Built at the Harland and Wolff shipyard in Belfast, the Titanic, Olympic, and Britannic (originally Gigantic), were constructed to compete with Cunard Line’s Lusitania and Mauretani. These ships were purposely designed to be the most grandiose and luxurious ships to sail the seas. The Titanic’s overall length would come in at an outstanding 882 feet 9 inches, with the moulded breadth being 92 feet 0 inches, the tonnage 46,328 GRT, and the overall height from the water line to the boat deck being 59 feet. Lord Pirrie, Thomas Andrews, and Alexander Carlisle were the main designers of Titanic; each of which were Harland and Wolff and White Star director, Harland and Wolff’s construction manager, and the shipyard’s chief draughtsman and general manager, respectively. The Titanic’s construction was funded by the J.P. Morgan and his International Mercantile Marine Co., and began on 31 March 1909. Carlisle was responsible for the project design of the superstructure of the Titanic (the streamlined joining to the hulls, and the lifeboat davit design). However, Carlisle abandoned the project in 1910 to become a shareholder in Welin Davit & Engineering Company Ltd, which was the firm making the davits.

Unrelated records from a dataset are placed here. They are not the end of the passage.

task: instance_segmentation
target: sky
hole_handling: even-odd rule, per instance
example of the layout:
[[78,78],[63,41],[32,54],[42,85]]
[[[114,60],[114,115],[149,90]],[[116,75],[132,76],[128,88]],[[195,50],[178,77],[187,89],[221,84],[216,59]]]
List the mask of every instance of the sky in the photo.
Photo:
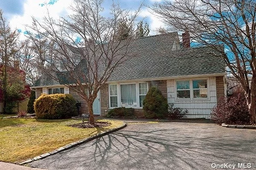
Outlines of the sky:
[[[143,3],[145,5],[150,5],[160,0],[145,0]],[[105,0],[104,7],[106,12],[112,2],[111,0]],[[141,0],[118,0],[121,7],[134,10],[138,8],[142,2]],[[71,13],[69,7],[72,3],[72,0],[0,0],[0,8],[3,10],[4,17],[12,29],[17,29],[21,33],[21,37],[25,37],[26,25],[32,24],[32,16],[38,20],[41,19],[46,14],[46,6],[47,6],[51,16],[58,19]],[[154,30],[157,28],[164,26],[160,20],[151,14],[145,6],[141,9],[138,20],[143,19],[148,23],[151,35],[156,34]]]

The hull of Titanic underwent construction on May 31, 1911, and was completed on March 31, 1912. Equipped with two reciprocating four-cylinder, triple-expansion steam engines, and a low pressure Parsons turbine that entailed the operation of three propellers. The 29 boilers included in Titanic were powered by 159 coal burning furnaces that gave her a top speed of 23 knots, or 26 mph. While she had four 62 ft funnels, only three were operational, the fourth serving for symmetry, ventilation, and to make her look even more grand. In total, the Titanic carried a maximum of 3,547 passengers and crew.
In its completion, Titanic was the definitive ship in luxury and class. This was due to the many features that she had, including: a swimming pool, gymnasium, Turkish bath, Verandah cafe, squash court, and electric bath. The rooms of the first-class were decorated with ornate wood paneling, but even third-class rooms were adorned with pine paneling and sturdy teak furniture. The Cafe Parisien served passengers gourmet cuisine, complete with a sunlit veranda for total decadence. There were even libraries and barber shops for first and second-class passengers. The expense for such luxury would cost first-class passengers on a one-way trans-Atlantic passage a total of $4,350. Compare that to today, and the price would exceed a whopping $95,860 dollars!